Keywords

1 Introduction

Using tablets in landscape orientation when watching videos can be quite cumbersome. User interfaces of mobile video players usually ignore the typical position of the hands at the sides of the device. Although mobile touchscreen devices offer manifold interaction options, video players still look and work very similar to their desktop counterparts, as can be seen in Fig. 5. Holding a device in landscape orientation for longer periods of time is usually more convenient, in particular for large tablets, e.g., 12-inch devices. As a result, interaction with the players’ interface becomes unnecessarily hard. Using playback controls that are positioned in the middle of the screen like seeker bars, play/pause/fast forward/fast rewind buttons or similar, can cause strains of the hands and the fingers. This problem is ignored even though there is an increasing amount of video content that is watched with mobile video players. Furthermore, embedded camera systems and mobile content delivery have greatly improved and more video content – for professional and entertainment purposes – is consumed than ever before.
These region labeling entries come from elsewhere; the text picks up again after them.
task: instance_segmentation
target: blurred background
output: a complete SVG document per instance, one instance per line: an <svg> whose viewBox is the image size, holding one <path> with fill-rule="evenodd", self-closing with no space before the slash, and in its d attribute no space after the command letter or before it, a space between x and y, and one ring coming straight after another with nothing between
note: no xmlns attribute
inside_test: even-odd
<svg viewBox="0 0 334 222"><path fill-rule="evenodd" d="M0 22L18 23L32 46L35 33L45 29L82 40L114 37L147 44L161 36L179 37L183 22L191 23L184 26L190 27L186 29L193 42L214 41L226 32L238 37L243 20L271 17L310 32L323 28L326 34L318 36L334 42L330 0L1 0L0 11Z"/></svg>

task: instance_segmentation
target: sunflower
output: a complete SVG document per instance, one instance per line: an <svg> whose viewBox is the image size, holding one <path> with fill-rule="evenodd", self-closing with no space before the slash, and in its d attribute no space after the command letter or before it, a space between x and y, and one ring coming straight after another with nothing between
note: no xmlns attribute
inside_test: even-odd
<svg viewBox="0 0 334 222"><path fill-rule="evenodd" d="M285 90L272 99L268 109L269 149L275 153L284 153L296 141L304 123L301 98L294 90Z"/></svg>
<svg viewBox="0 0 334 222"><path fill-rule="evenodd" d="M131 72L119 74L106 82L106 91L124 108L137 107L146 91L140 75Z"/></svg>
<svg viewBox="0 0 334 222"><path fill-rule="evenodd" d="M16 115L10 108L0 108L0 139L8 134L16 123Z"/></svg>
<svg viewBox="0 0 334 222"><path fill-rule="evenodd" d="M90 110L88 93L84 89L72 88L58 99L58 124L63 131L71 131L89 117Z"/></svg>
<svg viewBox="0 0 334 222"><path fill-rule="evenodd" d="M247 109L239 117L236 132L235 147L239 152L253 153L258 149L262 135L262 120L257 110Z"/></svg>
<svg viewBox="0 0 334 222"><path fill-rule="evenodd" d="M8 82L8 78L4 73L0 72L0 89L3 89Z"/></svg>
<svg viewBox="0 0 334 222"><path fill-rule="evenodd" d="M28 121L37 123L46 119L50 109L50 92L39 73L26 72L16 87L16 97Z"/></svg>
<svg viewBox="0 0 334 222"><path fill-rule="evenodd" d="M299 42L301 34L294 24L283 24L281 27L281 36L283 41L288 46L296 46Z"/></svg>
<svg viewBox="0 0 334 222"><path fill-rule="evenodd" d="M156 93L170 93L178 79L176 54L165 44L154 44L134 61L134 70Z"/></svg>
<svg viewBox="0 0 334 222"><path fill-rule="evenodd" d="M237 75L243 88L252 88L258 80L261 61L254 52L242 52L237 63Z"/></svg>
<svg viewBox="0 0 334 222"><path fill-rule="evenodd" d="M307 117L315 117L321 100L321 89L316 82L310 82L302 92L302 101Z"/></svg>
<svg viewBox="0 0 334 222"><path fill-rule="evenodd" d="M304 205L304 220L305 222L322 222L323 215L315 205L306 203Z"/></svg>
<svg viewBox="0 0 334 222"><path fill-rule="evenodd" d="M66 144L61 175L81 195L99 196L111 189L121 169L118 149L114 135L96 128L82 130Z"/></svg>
To solve this problem an ergonomic video player interface should be designed that is tailored for the special needs in mobile multimedia interaction. As all eight fingers are occupied when holding the device in landscape orientation, the thumbs become especially important. In contrast to the fingers they are free to move at the left and right sides of the device. Therefore, UI controls need to be positioned at these areas on the screen, so that all functions can be easily reached with the thumbs. The idea of such a UI layout is in fact far from new. On-screen keyboards offer a special mode for such use cases already for a long time. The keyboard is split up into two pieces and placed at the left and right side of the screen. In Fig. 2 examples of default iOS and Windows keyboards can be seen. Nevertheless, this idea is completely ignored by user interfaces of current mobile video players.

Fig. 1.
figure 1

Interface of the ThumbBrowser.

Fig. 2.
figure 2

Examples of split keyboards on iOS and windows.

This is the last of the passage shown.